When did you join the Laboratory, and what made you decide to pursue a career here?
I joined the Lab in September 2022. With a background primarily focused on radar subsystem design, I was eager to take my digital systems foundation and apply it to a new problem space. That said, the decision to pursue a role at the Lab was first and foremost career-oriented, not simply about finding the next project or job. Fortunately, I found both. In the Advanced Lasercom Systems and Operations Group, I saw an opportunity to not only jump in on immediately interesting work in the short term but also to grow in the long term alongside the laser communications technology that my group is working to push forward. In my past roles in industry, I felt like I’d watch the cutting-edge race away from me in real time. There are few places where you can really keep pace. The Lab is one of them.
What has your first research program at the Laboratory entailed?
The program I’m working on is developing a highly capable and adaptable free-space laser communications terminal, which will eventually be demonstrated in space. I’m part of a small team developing the hardware for the modem, complete with numerous high-data-rate interfaces, digitization, and a state-of-the-art computing platform at the heart of it all.
What is the most exciting part of your work?
It’s exciting to work with system-level thinkers at the top of their fields who have the knowledge and the mandate to look at big-picture problems and meet them head-on with solutions that progress technology. As someone focused on the implementation side, I can make hardware platforms run and bits toggle all day long, but that work is most rewarding when I know it’s in service of a technologically valuable mission. Partnering with people actively pursuing those types of missions goes a long way in making my own work satisfying, and gives me countless models for how I want to grow my career.
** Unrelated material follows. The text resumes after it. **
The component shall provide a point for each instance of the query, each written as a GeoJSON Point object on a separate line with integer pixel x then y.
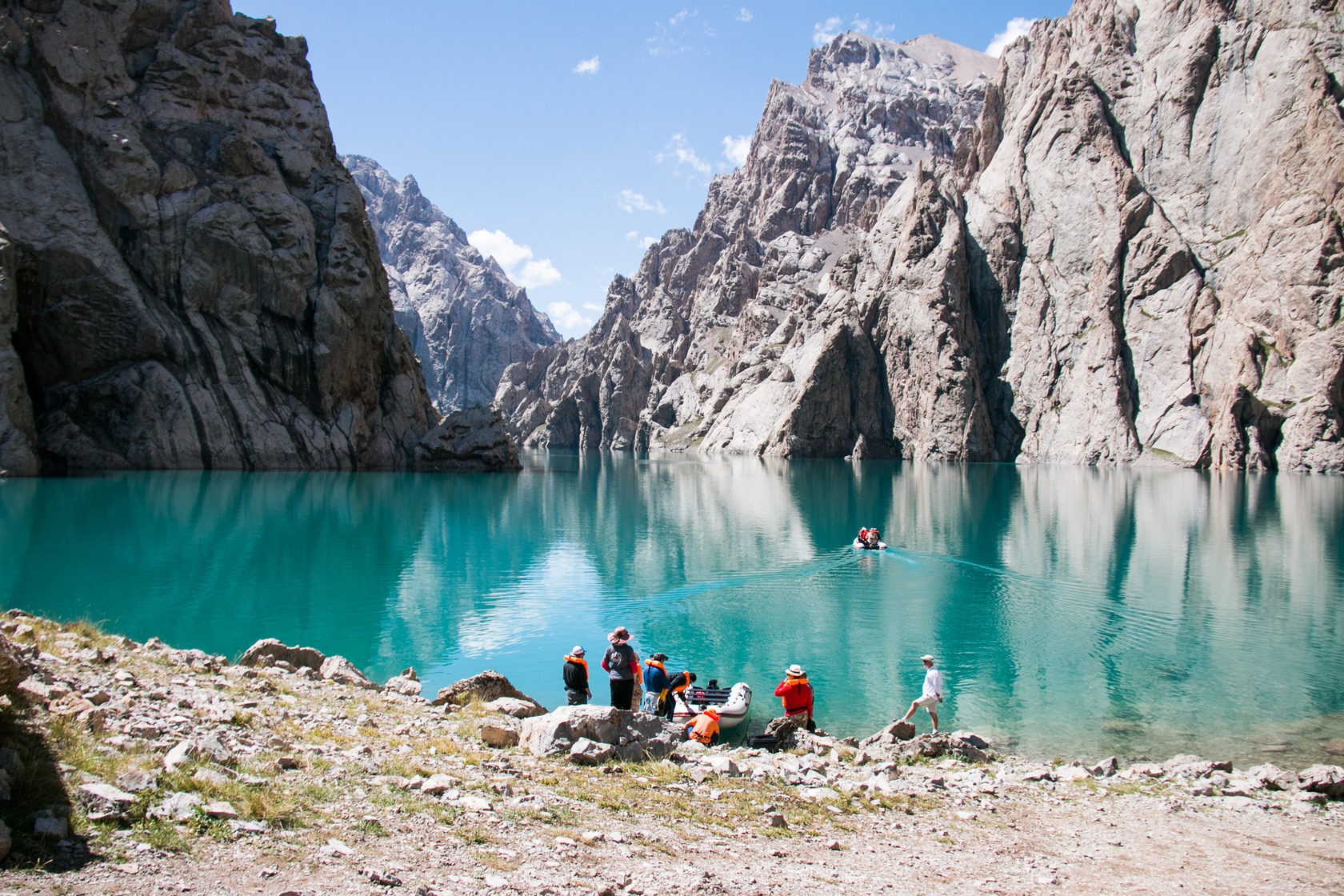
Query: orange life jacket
{"type": "Point", "coordinates": [796, 694]}
{"type": "Point", "coordinates": [705, 727]}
My career goals point toward diving deeper into digital systems architecture, and I work with highly experienced engineers doing this kind of work every day.
If you could give advice to someone looking to enter your field, what would you say?
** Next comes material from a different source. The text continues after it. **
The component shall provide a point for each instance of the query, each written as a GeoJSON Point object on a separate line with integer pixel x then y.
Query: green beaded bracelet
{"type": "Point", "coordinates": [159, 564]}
Hardware design is an art. It can be creative and fun but also maddeningly nuanced. So be detail-oriented! Nurture a broad knowledge base by asking lots of questions and giving yourself chances to fail intelligently, and then use that knowledge base to know what details are important.
What are your favorite activities/hobbies?
I enjoy creating and playing music, which helped spark my interest in electronics originally. I probably looked at my guitar pickup, amp, and pedalboard, and, realizing I had no idea how any of it worked, I determined an electrical engineering degree would unveil the mysteries. Interestingly, my music making, much like the trend in digital systems more generally, has increasingly incorporated software since then.
I’m also an avid climber. Climbing requires a different type of creativity and thinking from music and engineering, and this hobby helps give those parts of my brain a break. When the season is right, I can be found at one of the many excellent crags we’re lucky to have within a two-hour drive of the greater Boston area. Say hi if you see me!